Le texte de cinq pages prévoit que la Cour constitutionnelle investisse pour l'intérim du pouvoir le président du Parlement national. Il implique également la désignation d'un «Premier ministre» de transition, chef du gouvernement. Celui-ci aura pour mission de conduire la transition, de gérer la crise dans le nord du Mali et d'organiser des élections libres, transparentes et démocratiques. Ce revirement de position des putschistes du 22 mars n'a pas été chose aisée à obtenir par les médiateurs de la CEDEAO dirigés par le ministre des Affaires étrangères du Burkina Faso, Djibril Bassolé. La preuve de la volonté désespérée de la junte de se maintenir au pouvoir par intimidation a été l'arrestation, hier en début d'après-midi, de l'ancien Premier ministre et candidat aux présidentielles, Modibo Sidibé libéré par la suite en début de soirée. Au même moment, les militaires avaient tenté d'arrêté également Tiébilé Dramé, président du Parti pour la Renaissance Nationale (PARENA) et leader influent du Front uni pour la sauvegarde de la démocratie et la République (FDR).

 


© french.news.cn
La junte militaire malienne et la CEDEAO sont parvenues à un accord-cadre qui prévoit des consultations pour la formation d'un gouvernement consensuel au Mali
Mais, il fallait plus pour convaincre la CEDEAO et l'opposition politique nationale de soutenir leur stratégie de sortie de crise, ou du moins de maintient au pouvoir. Aujourd'hui, tous les observateurs s'accordent à reconnaître que la rapidité et la fermeté de la CEDEAO ont payé en favorisant un retour rapide à l'ordre constitutionnel au Mali propulsé au bord du chaos politique et socioéconomique parle putsch du 22 mars 2012 Des sanctions imposées tambour battant, une médiation appuyée par le poids de présidents déterminés comme Alassane Ouattara de la Côte d'Ivoire.. ont finalement conduit les putschistes à sortir du dilatoire et à s'effacer sans entraîner de gros dégâts. Le coup d'Etat n'aura finalement entraîné la présence d'une junte au pouvoir à Kati (et non à Bamako) que 15 jours durant.

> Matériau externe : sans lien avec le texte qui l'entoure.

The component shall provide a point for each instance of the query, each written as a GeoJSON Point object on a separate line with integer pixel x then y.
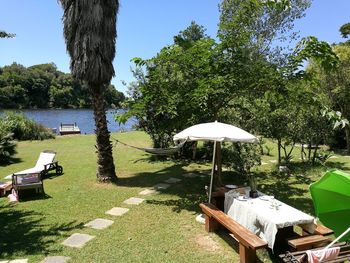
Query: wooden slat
{"type": "Point", "coordinates": [307, 242]}
{"type": "Point", "coordinates": [242, 234]}
{"type": "Point", "coordinates": [320, 230]}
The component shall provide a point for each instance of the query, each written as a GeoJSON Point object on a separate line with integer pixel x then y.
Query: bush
{"type": "Point", "coordinates": [7, 147]}
{"type": "Point", "coordinates": [22, 127]}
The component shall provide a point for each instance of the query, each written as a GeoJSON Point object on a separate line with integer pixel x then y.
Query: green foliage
{"type": "Point", "coordinates": [22, 87]}
{"type": "Point", "coordinates": [23, 128]}
{"type": "Point", "coordinates": [7, 147]}
{"type": "Point", "coordinates": [345, 30]}
{"type": "Point", "coordinates": [190, 35]}
{"type": "Point", "coordinates": [319, 51]}
{"type": "Point", "coordinates": [242, 157]}
{"type": "Point", "coordinates": [176, 89]}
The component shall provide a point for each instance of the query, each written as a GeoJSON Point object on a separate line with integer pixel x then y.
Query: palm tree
{"type": "Point", "coordinates": [90, 33]}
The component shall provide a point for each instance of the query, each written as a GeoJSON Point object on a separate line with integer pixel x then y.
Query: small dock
{"type": "Point", "coordinates": [69, 128]}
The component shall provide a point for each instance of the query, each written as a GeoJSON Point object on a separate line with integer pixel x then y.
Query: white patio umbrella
{"type": "Point", "coordinates": [215, 132]}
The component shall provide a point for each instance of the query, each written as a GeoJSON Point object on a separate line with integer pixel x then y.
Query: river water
{"type": "Point", "coordinates": [84, 118]}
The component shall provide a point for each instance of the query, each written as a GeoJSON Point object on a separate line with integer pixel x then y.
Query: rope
{"type": "Point", "coordinates": [158, 151]}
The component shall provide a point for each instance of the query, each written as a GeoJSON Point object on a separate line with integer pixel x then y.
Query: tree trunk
{"type": "Point", "coordinates": [347, 136]}
{"type": "Point", "coordinates": [279, 145]}
{"type": "Point", "coordinates": [105, 163]}
{"type": "Point", "coordinates": [218, 165]}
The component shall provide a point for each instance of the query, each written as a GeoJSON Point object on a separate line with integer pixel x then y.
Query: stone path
{"type": "Point", "coordinates": [55, 259]}
{"type": "Point", "coordinates": [77, 240]}
{"type": "Point", "coordinates": [117, 211]}
{"type": "Point", "coordinates": [15, 261]}
{"type": "Point", "coordinates": [99, 223]}
{"type": "Point", "coordinates": [148, 192]}
{"type": "Point", "coordinates": [173, 180]}
{"type": "Point", "coordinates": [133, 201]}
{"type": "Point", "coordinates": [161, 186]}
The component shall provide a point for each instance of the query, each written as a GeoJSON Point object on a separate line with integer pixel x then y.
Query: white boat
{"type": "Point", "coordinates": [69, 128]}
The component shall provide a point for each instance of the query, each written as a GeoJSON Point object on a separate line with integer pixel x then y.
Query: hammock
{"type": "Point", "coordinates": [158, 151]}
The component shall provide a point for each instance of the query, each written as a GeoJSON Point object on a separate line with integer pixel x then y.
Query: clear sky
{"type": "Point", "coordinates": [144, 27]}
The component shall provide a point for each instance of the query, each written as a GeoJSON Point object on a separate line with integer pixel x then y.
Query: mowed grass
{"type": "Point", "coordinates": [161, 229]}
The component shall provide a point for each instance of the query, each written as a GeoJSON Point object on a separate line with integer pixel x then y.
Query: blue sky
{"type": "Point", "coordinates": [144, 27]}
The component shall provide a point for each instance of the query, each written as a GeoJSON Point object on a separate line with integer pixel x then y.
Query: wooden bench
{"type": "Point", "coordinates": [248, 241]}
{"type": "Point", "coordinates": [319, 230]}
{"type": "Point", "coordinates": [344, 254]}
{"type": "Point", "coordinates": [307, 242]}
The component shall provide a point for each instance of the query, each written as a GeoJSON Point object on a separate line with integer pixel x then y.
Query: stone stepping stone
{"type": "Point", "coordinates": [134, 201]}
{"type": "Point", "coordinates": [99, 223]}
{"type": "Point", "coordinates": [200, 218]}
{"type": "Point", "coordinates": [117, 211]}
{"type": "Point", "coordinates": [55, 259]}
{"type": "Point", "coordinates": [161, 186]}
{"type": "Point", "coordinates": [77, 240]}
{"type": "Point", "coordinates": [148, 192]}
{"type": "Point", "coordinates": [190, 175]}
{"type": "Point", "coordinates": [173, 180]}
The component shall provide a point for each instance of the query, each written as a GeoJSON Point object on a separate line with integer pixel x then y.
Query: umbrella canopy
{"type": "Point", "coordinates": [331, 198]}
{"type": "Point", "coordinates": [217, 132]}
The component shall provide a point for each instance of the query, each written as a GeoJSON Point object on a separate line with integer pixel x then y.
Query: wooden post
{"type": "Point", "coordinates": [246, 254]}
{"type": "Point", "coordinates": [210, 223]}
{"type": "Point", "coordinates": [218, 164]}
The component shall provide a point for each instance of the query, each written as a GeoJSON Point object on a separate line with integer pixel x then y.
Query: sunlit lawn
{"type": "Point", "coordinates": [161, 229]}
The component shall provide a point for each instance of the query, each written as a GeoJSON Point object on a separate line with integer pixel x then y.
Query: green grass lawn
{"type": "Point", "coordinates": [161, 229]}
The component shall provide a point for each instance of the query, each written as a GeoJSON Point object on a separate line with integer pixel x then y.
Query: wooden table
{"type": "Point", "coordinates": [271, 223]}
{"type": "Point", "coordinates": [4, 187]}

Toutefois, il ne faut pas non plus minimiser le rôle de la classe politique et de la société civile maliennes majoritairement opposées à la junte. C'est le cas par exemple du FDR. Ce front a vite compris, à travers la déclaration dilatoire du capitaine Sanogo le 1er avril dernier, que la junte voulait seulement gagner du temps en essayant de gagner à l'usure ceux qui lui sont hostiles. En se faisant passer pour des messies venus sauver un Mali au bord de l'enfer de la gouvernance, ils voulaient visiblement mettre en minorité ceux pensent que le coup d'Etat ne sera jamais une méthode appropriée pour prendre le pouvoir politique dans ce pays.